Concentric Circle Area Ratios

Let radius of circle B be 'r'. So length of chord is 2r. Perpendicular from center of the circles bisects the chord. By Pythagoras theorem, radius of the circle A will be (\sqrt{2})r. Area of circle A is Pi 2 r r and area of circle B is Pi r*r. Thus ratio of area of circle A to area of circle B is 2:1

Let radius of circle B be 'r'. So length of chord is 2r. Perpendicular from center of the circles bisects the chord. By Pythagoras theorem, radius of the circle A will be (\sqrt{2})r. Area of circle A is Pi2rr and area of circle B is Pir*r. Thus ratio of area of circle A to area of circle B is 2:1

Hooh.. Just 2/1! Cancel pi, and radius then the quotient is 2! It sucks!

Small Circle Radius = r Large Circle Radius = R Tangent Chord Length = d

We are told: 2r = d

(if you are doodling, draw a line from the center to the point the tangent line intersects, then another line from the center to a point that line intersects the larger circle)

R = √( r^2 + (d/2)^2 )
* d/2 since we only care about half of the chord (the hypotenuse of the triangle we drew) R = √( r^2 + (2r/2)^2 ) -----> R = √( r^2 + r^2 ) * since 2r = d, so d/2 = r R = √(2r^2) -----> R = r *√(2)

π r^2 : π R^2 -----( R = r √2 )------> π r^2 : π (r√2)^2
-------> π r^2 : 2π r^2 -------> 1:2

2:1 is the right answer.....!!!!

suppose chord is KN....... bt it is gvn dat KN=2R where R be the radius of the circle B As chrd to circle A is tangent to the B hence it ll mek rt L triangle.CTN in which CN is radius of circle A

from P.Thm. CN=(R^.5+R^.5) area will be fr crcle A=2(pi)R^(2) and for crcle B=(pi)R^(2) Hence ratio=2

easily solv by usig pythagoras

since, the chord of circle A (C 1) is tang. to circle B so radius at its pt. of contact is its perpendicular bisector .Using Pythagoras theorem in the triangle formed by radius of both circles and half the chord ,find radius of (C 1) and then the ratio of the area of circle A to the area circle B.

The radius of Circle B forms an isosceles triangle, and use Pythagoras Theorem. Then find ratio by comparing their areas with Area Formula of Circle.

Assume area of the inner circle is "r". Area of Circle B = pi*(r^2) center point of circle is C Assume tangent is XY touching circle B at point M draw a perpendicular to a point where tangent is touching the inner circle On circle B with the center, i.e perpendicular to line XY at M. join MC and XC. where XC is radius of Circle A.

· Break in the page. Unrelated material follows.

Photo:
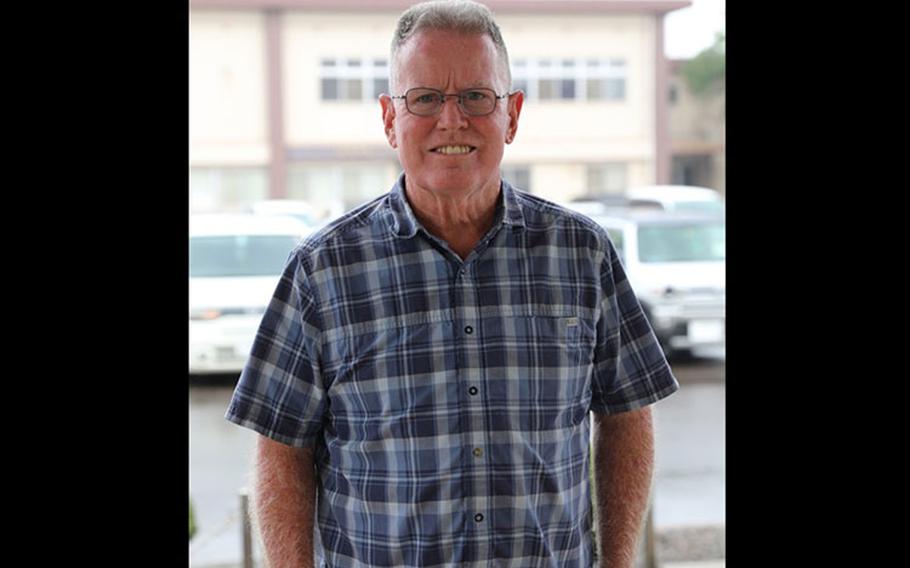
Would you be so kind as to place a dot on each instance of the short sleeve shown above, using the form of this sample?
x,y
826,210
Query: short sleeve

by Pythagoras thesis, xc^2 =XM^2 + XC^2 X = root(2)*r hence ratio of Area of circles = 2

Now we need to find size of hypotenuse of a triangle formed y

2 is right ans

radius of circle B = X(let) then radius of circle A is \sqrt{2}*X Area's ratio= 2:1

2.i guessed

The chord is tangent to the radius and is twice as long as the radius. Because the circles are concentric, the radius is tangent to the chord at its middle. If the median of an interval is equal to its half, they form a right triangle, and thus the central angle supported by the chord is of 90 degrees. The inscribed angle supported by a chord is worth half the central angle supported by the chord and thus is 45 degrees, and the inscribed angle on the opposite side is worth 180 degrees minus the inscribed angle, thus 135 degrees. Half of this inscribed angle is worth 67.5 degrees. If we continue the raduis beyond the chord till it meets with the outer circle and forms its radius, and then connect the end of the radius with the meeting point of the chord and the outer circle, we get a right triangle with angles of 67.5, 90 and 22.5. Let the radius of B be r and the radius of A be R. \frac{r}{(R-r)}=tan67.5= 2.414 r= 2.414 * (R-r) // divide by 2.414 R-r= \frac{r}{2.414}= 0.414 * r

R= 1.414 * r= \sqrt{2} * r R^2= 2 * r^2

that's it

Construct a line segment from the center of the circles to the middle of the chord, this is the radius of the smaller circle.. Then construct line segments from the center of the circles to the ends of the chord, these are the radii of the larger circle. The triangle formed by the radius of the small circle, the radius of the large circle, and half the chord is isosceles with the two equal line segments the radius of the small circle and half the chord. Using the Pythagorean theorem the length of the third side, the radius of the large circle, is square root of 2 times the length of the radius of the small circle. Therefore, if the radius of the small circle is x then it's area is x squared times pi. The area of the large circle is 2 times x squared times pi. The ratio of the area of the large circle to the small circle is 2.